Mdama Toihir Daoud – Les critères qui président la composition des organes de la transition sont l’engagement dans la lutte, le consensus et l’équilibre des îles.
Masiwa – Sur le plan juridique peut-on imaginer qu’on rétablisse la constitution de 2001, mais qu’on applique uniquement ce qui nous arrange et qu’on modifie ce qui ne nous arrange pas ?
Mdama Toihir Daoud – La période de la transition est une période spéciale, non prévue par la Constitution. Donc, le recours au consensus s’impose comme règle chaque fois que nécessaire pour la mise en place progressive des institutions constitutionnelles. cf. jurisprudence de la Conférence nationale de 1990 après l’assassinat du Président Ahmed Abdallah Abdérémane. [NDRLR : En réalité, la situation n’était pas la même, parce qu’en 1990, le pays avait un président et un gouvernement d’intérim issus de l’interprétation des textes existants].

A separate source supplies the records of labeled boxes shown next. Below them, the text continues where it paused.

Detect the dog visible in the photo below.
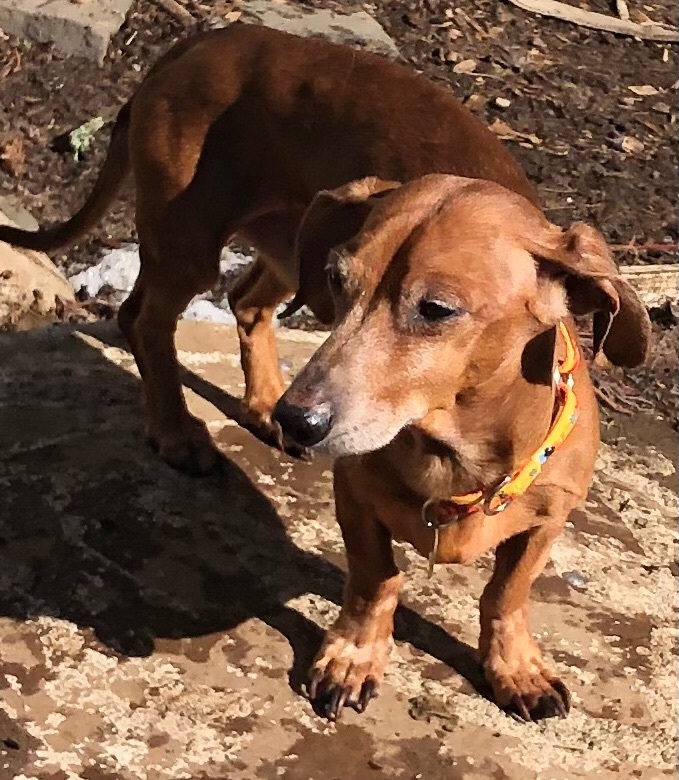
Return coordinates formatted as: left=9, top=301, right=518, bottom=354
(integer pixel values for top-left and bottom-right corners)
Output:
left=274, top=174, right=651, bottom=721
left=0, top=25, right=650, bottom=720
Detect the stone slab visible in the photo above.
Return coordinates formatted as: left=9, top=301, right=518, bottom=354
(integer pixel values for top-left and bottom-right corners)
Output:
left=0, top=0, right=132, bottom=62
left=238, top=0, right=399, bottom=57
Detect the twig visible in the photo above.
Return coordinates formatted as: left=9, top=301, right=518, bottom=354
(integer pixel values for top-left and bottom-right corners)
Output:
left=609, top=241, right=679, bottom=253
left=508, top=0, right=679, bottom=43
left=153, top=0, right=196, bottom=25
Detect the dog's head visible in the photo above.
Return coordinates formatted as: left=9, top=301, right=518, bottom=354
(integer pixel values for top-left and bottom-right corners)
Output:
left=275, top=175, right=650, bottom=456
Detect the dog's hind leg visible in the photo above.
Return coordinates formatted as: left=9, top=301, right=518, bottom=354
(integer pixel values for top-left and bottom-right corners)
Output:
left=131, top=223, right=226, bottom=474
left=479, top=521, right=570, bottom=720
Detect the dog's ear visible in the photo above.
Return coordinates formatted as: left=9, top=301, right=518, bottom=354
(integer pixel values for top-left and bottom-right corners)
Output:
left=530, top=222, right=652, bottom=367
left=280, top=176, right=400, bottom=324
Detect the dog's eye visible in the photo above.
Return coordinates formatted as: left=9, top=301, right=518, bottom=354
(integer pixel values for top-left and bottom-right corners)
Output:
left=418, top=299, right=463, bottom=322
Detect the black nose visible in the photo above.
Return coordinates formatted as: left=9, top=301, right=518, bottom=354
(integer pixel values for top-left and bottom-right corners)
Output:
left=273, top=398, right=332, bottom=447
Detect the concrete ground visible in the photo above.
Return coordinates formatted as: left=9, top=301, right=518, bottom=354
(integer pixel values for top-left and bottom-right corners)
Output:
left=0, top=323, right=677, bottom=780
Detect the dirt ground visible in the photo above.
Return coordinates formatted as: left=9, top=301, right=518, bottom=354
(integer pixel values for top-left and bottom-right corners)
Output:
left=0, top=0, right=679, bottom=268
left=0, top=323, right=677, bottom=780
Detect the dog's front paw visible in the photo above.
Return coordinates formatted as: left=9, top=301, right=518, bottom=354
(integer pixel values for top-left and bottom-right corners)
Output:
left=309, top=628, right=392, bottom=720
left=147, top=415, right=222, bottom=476
left=484, top=656, right=571, bottom=721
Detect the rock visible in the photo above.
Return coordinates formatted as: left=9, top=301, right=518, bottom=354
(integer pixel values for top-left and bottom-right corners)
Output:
left=0, top=0, right=132, bottom=62
left=238, top=0, right=399, bottom=57
left=561, top=571, right=587, bottom=590
left=0, top=203, right=74, bottom=329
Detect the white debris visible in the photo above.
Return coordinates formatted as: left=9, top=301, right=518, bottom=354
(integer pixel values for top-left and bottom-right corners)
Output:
left=182, top=298, right=236, bottom=325
left=70, top=244, right=139, bottom=298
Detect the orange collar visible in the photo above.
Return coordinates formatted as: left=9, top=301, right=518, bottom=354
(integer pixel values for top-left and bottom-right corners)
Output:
left=422, top=322, right=580, bottom=536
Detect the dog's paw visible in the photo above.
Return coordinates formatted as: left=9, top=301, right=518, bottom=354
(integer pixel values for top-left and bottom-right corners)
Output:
left=147, top=417, right=222, bottom=476
left=486, top=664, right=571, bottom=722
left=308, top=631, right=391, bottom=720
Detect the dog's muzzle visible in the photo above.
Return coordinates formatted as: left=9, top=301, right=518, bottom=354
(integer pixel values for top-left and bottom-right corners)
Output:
left=273, top=398, right=332, bottom=447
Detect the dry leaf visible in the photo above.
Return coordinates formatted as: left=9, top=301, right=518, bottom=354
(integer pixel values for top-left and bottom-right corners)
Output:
left=627, top=84, right=658, bottom=97
left=453, top=60, right=476, bottom=73
left=490, top=119, right=542, bottom=146
left=621, top=135, right=644, bottom=154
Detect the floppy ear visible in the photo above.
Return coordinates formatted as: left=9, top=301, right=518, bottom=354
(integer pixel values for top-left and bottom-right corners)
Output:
left=530, top=222, right=651, bottom=368
left=279, top=176, right=400, bottom=324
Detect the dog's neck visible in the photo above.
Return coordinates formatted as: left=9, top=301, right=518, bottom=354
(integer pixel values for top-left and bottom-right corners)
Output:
left=392, top=328, right=555, bottom=500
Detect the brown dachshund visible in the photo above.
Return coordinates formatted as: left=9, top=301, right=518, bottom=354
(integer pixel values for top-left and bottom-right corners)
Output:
left=0, top=26, right=650, bottom=719
left=274, top=175, right=650, bottom=720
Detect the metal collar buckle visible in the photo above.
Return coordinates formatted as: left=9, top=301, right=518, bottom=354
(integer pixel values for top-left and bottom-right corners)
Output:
left=483, top=476, right=512, bottom=516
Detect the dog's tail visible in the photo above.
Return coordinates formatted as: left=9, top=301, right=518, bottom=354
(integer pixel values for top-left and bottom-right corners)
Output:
left=0, top=103, right=130, bottom=252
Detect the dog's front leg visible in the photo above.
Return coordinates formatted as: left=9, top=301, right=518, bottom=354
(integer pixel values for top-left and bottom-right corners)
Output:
left=479, top=521, right=570, bottom=720
left=309, top=461, right=403, bottom=720
left=229, top=258, right=299, bottom=454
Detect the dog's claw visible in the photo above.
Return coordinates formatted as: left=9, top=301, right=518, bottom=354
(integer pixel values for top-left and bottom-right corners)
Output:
left=309, top=669, right=324, bottom=701
left=507, top=679, right=571, bottom=723
left=509, top=693, right=533, bottom=723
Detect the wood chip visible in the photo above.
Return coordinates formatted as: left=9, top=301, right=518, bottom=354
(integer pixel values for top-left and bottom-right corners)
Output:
left=627, top=84, right=659, bottom=97
left=490, top=119, right=542, bottom=146
left=0, top=137, right=27, bottom=178
left=453, top=60, right=476, bottom=73
left=620, top=135, right=644, bottom=154
left=153, top=0, right=196, bottom=26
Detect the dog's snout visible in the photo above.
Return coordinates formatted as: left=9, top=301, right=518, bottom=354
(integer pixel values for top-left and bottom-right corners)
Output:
left=273, top=398, right=332, bottom=447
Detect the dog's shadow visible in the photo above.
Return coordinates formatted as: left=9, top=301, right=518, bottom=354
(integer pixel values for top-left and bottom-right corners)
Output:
left=0, top=327, right=488, bottom=696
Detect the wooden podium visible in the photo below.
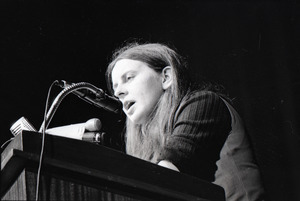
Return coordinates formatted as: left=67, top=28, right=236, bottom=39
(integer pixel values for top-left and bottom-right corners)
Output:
left=1, top=131, right=225, bottom=201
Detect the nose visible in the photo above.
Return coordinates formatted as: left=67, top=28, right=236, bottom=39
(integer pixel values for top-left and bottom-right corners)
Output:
left=114, top=84, right=128, bottom=100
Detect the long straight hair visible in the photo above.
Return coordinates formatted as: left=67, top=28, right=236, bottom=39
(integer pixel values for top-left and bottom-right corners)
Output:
left=106, top=43, right=190, bottom=163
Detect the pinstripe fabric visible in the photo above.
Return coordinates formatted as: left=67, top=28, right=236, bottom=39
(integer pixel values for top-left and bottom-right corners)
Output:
left=159, top=91, right=231, bottom=181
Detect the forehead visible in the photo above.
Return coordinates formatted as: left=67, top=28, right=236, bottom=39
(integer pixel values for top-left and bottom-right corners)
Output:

Masiwa – Toujours sur le plan strictement juridique, peut-on imaginer que la Constitution soit amendée par un organe non représentatif du peuple et sans aucune légitimité issue des urnes ?
Mdama Toihir Daoud – Effectivement, en période spéciale et non prévue dans la Constitution, c’est le consensus qui prévaut. C’est la raison pour laquelle, l’opposition plurielle et la société civile doivent se parler dès maintenant pour ne pas se trouver dans le « msadjadja » après la chute d’Azali. Pour éviter le « msadjadja », autrement dit le chaos, il faut le dialogue entre toutes les forces qui combattent la Dictature. Je suis dans cette ligne de conduite, au-delà des calculs politiciens des leaders politiques. Il faut se débarrasser de ce régime. Il faut l’union de tous et surtout l’unité d’action. C’est le sens de mon engagement et de ma détermination à poursuivre cette lutte.

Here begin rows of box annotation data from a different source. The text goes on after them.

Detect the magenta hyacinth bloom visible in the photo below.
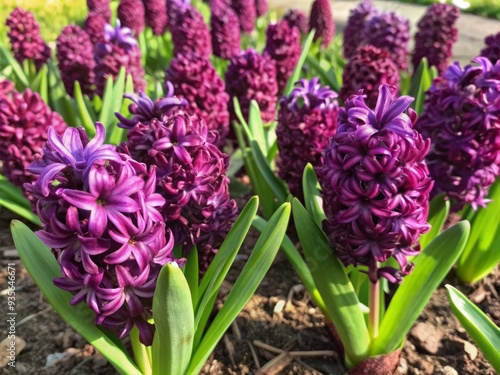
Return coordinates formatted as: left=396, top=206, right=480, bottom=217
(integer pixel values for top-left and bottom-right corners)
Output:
left=5, top=8, right=50, bottom=69
left=165, top=53, right=229, bottom=146
left=117, top=0, right=146, bottom=38
left=481, top=31, right=500, bottom=64
left=365, top=12, right=410, bottom=70
left=318, top=86, right=432, bottom=283
left=283, top=9, right=309, bottom=34
left=343, top=0, right=378, bottom=59
left=225, top=49, right=278, bottom=123
left=170, top=0, right=212, bottom=59
left=0, top=89, right=66, bottom=198
left=210, top=0, right=241, bottom=60
left=264, top=21, right=302, bottom=95
left=417, top=57, right=500, bottom=211
left=87, top=0, right=111, bottom=22
left=142, top=0, right=168, bottom=35
left=340, top=45, right=399, bottom=107
left=94, top=20, right=146, bottom=96
left=119, top=91, right=237, bottom=272
left=309, top=0, right=335, bottom=48
left=412, top=4, right=460, bottom=74
left=276, top=78, right=338, bottom=201
left=57, top=25, right=95, bottom=96
left=228, top=0, right=257, bottom=34
left=25, top=123, right=174, bottom=345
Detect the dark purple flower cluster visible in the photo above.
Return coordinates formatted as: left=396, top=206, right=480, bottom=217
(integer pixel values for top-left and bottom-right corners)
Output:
left=225, top=49, right=278, bottom=123
left=412, top=3, right=460, bottom=74
left=57, top=25, right=95, bottom=96
left=94, top=20, right=146, bottom=96
left=344, top=0, right=378, bottom=59
left=318, top=86, right=432, bottom=283
left=170, top=0, right=212, bottom=59
left=481, top=31, right=500, bottom=64
left=210, top=0, right=241, bottom=60
left=165, top=53, right=229, bottom=146
left=340, top=45, right=399, bottom=107
left=119, top=91, right=237, bottom=272
left=417, top=57, right=500, bottom=210
left=5, top=8, right=50, bottom=69
left=25, top=123, right=174, bottom=345
left=283, top=9, right=309, bottom=34
left=364, top=12, right=410, bottom=70
left=143, top=0, right=168, bottom=35
left=264, top=21, right=302, bottom=95
left=276, top=78, right=338, bottom=201
left=117, top=0, right=146, bottom=38
left=309, top=0, right=335, bottom=48
left=0, top=89, right=66, bottom=198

Masiwa – Comment comptez-vous désigner les membres du gouvernement de Transition, de la CENI et les membres de la Cour constitutionnelle, tout en sachant qu’ils ne devront pas avoir servi le « pouvoir dictatorial » actuel ? Qui va les nommer ?
Pour ce projet de texte, nous avons fait une compilation des différents amendements. On a déjà le consensus pour la durée, la gouvernance (directoire avec un représentant de chaque île dont Mayotte), les structures pour les élections (CENI et Cour Constitutionnelle), les structures annexes (commission de réflexion sur les réformes, commission « Vérité et Réconciliation »). Tout doit être pensé avant et pendant la transition. Et l’exécutif qui sera élu continuera de mettre progressivement les institutions constitutionnelles pendant la Tournante d’Anjouan et de Mohéli.
On a validé des points de consensus. Le texte doit être retravaillé. La démarche de rassemblement et de consensus est l’objectif principal visé par ce texte. Je ne suis pas juriste ni politique politicien. Après le consensus sociopolitique, il appartient aux juristes de rédiger un texte conformément à la loi et au consensus trouvé.
Masiwa – Et il n’y a pas d’autres organisations avec d’autres projets ?
Mdama Toihir Daoud – Même COMRED a un projet. Hier, Dr Abdoulhakim était avec nous. On essaie de se parler et travailler sur les points de divergence. Par exemple, le COMRED veut une réforme constitutionnelle immédiatement. Et nous par souci de temps, on ne veut pas une transition qui dure longtemps. Pendant la transition, on peut mettre en place une réflexion sur les réformes nécessaires à la Constitution. Mais l’objectif principal de la transition c’est la préparation des élections pour la Tournante d’Anjouan et de Mohéli. Nécessité de préserver cette Tournante et surtout permettre l’autonomie large des îles. Ce sont les deux principes fondamentaux de l’Accord de Fomboni.